Another handy plugin is Imsanity. This plugin will resize all the full sized versions of your images down to a more manageable size. If you have uploaded images straight from a camera they might be 4000×3000 pixels. Much to big for the web and taking up a lot of space on your server. Imsanity will downsize them to a size you specify.
An essential plugin for changing the default image sizes in WordPress is Regenerate Thumbnails. When you change the images sizes in Settings WordPress doesn’t update images that are already uploaded. Only new uploads. Regenerate Thumbnails will go through all your images and generate the new sizes needed.
A sprite is an image that combines all a themes images into one. Some clever CSS positioning then ensures the correct image is shown in the right place. The advantage of this is that one bigger image is loaded rather than, say, 30 smaller ones. It is faster to load one large file than to load many small ones. Lowering the amount of requests your site makes for files is one of the most effective ways to speed it up. This technique is one that experience coders should attempt only.
Combining Files / Reduce Requests
Like I said above reducing the number of small files your WordPress site loads will speed it up.A sprite will combine many image requests into one. We can do the same will scripts.

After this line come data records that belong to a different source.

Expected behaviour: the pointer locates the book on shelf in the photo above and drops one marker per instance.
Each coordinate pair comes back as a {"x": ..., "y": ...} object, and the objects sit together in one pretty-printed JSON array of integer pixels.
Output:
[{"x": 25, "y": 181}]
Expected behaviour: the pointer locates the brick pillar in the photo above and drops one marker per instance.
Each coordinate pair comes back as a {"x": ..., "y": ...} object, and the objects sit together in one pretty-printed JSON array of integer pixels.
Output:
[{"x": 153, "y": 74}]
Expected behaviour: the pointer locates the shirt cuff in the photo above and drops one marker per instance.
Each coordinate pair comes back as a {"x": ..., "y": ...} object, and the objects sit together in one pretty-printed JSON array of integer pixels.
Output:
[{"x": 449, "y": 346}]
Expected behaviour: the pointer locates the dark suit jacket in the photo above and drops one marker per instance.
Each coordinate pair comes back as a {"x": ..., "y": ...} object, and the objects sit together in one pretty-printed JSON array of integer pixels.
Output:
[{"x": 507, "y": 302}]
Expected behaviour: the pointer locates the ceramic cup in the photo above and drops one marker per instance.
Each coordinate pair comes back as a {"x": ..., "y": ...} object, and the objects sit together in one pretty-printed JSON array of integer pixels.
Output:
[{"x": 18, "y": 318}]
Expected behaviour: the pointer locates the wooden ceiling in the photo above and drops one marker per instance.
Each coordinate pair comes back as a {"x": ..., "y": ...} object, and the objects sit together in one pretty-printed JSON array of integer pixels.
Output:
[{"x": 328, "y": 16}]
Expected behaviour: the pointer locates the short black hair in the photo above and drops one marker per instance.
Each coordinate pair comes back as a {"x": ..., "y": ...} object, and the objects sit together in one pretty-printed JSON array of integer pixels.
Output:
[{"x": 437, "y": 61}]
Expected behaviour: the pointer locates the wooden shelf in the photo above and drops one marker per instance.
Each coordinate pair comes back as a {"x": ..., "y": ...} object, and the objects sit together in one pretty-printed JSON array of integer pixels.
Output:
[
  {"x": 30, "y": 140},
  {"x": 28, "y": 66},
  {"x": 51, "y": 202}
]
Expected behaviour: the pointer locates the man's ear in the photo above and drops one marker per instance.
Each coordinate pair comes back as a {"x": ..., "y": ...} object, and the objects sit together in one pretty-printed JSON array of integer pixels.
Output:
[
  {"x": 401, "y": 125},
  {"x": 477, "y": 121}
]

Caution needs to be taken here. If you don’t know what you are doing you can screw things up badly.
W3 Total Cache will attempt to combine scripts where it can.
MinQueue is a more hands on plugin for combining scripts.
Minification means getting rid of all the white space in your websites files. That compresses the files and can make a large file into a much smaller, faster loading one. CSS files benefit from minification. Developers like to space out their CSS code so it is easy to read. But it creates large files sizes.
W3 Total Cache and some other caching plugins will minify your sites files to make them smaller.
Having a fast loading WordPress site improves visitor engagement. Using these tips you can reduce your bounce rate, keep visitors on your site longer and make it more pleasant to use.